Damit sich im Radsport etwas ändert, fordert auch er nun einen Wechsel an der Spitze der UCI: "Pat McQuaid hat keine Glaubwürdigkeit im Kampf gegen Doping. Es kann sich nichts ändern, wenn er an der Macht bleibt." Eine Wahrheitskommission, die von vielen Seiten gefordert wird, könne die UCI gar nicht zulassen: "Die Aussagen, welche die Welt dann hören würde, würden McQuaid, Verbruggen [dessen Vorgänger als Präsident] und die ganze Institution zu Fall bringen."
Und einer Sache ist sich der einstige Weltstar sicher: Der Radsport ist längst nicht der einzige Sport, der tief im Dopingsumpf steckt - was aber etwa in der Aufarbeitung der Puerto-Affäre kaum zur Sprache kam. "Ich bin überzeugt, dass manche große Fußballklubs dort Einfluss auf das Urteil genommen haben", so Armstrong.
Der Radsport-Weltverband reagierte erbost über die Aussagen des 41-Jährigen. "Ich kann ihm nur sagen, dass er absolut falsch liegt. Seine Kommentare helfen dem Radsport nicht im Geringsten", sagte Präsident Pat McQuaid: "Die Kultur im Radsport hat sich seit der Armstrong-Ära verändert.
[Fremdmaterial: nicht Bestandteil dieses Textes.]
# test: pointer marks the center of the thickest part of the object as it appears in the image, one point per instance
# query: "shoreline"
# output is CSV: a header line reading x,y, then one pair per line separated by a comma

Es ist jetzt möglich, Rennen sauber zu gewinnen." Das hatte Armstrong in dem Interview sogar für seine "Regentschaft" durchklingen lassen: Es sei eine Frage des Rennens, ob man sauber zum Sieg komme könne - bei der Tour-Gesamtwertung sei dies aber nicht machbar.
"Das ist Quatsch"
Armstrong wehrt sich auch dagegen, ihn als alleinigen Bösewicht zu betrachten: "Ich habe das Doping nicht erfunden und es hat mit mir auch nicht sein Ende gefunden. Ich war einfach Teil eines Systems." Und das Dopingprogramm in seinen Teams sei auch nicht so ausgeklügelt gewesen, wie es behauptet wurde: "Das ist Quatsch. Die Puerto-Affäre war hundert Prozent raffinierter - unser System war sehr einfach, sehr konservativ. Ich hatte nie Angst vor den Dopingkontrollen, weil unser System so simpel und ohne Risiko war. Viel größer war meine Angst vor Zoll und Polizei."
Dabei unterschlägt Armstrong aber, dass er bei Nachkontrollen der Tour 1999 überführt wurde und auch seine Werte in den Jahren 2009 und 2010 klar auf Doping hinwiesen. Und dass die Aufklärungsarbeit der US-Antidopingagentur USADA "dem Radsport gar nicht geholfen" habe, ist eine sehr persönliche Sicht der Dinge. Hingegen sei es der USADA "perfekt gelungen, das Leben eines Mannes zu zerstören", klagt Armstrong.
Dass er aber mit seinen Taten die Leben etlicher Menschen zumindest fast zerstört hat, lässt er nur am Rande anklingen: "Ich war zu hart mit den Leuten. Es wird mir nie gelingen, dass alles wieder gutzumachen, aber ich werde mein Leben darauf verwenden, es zu versuchen."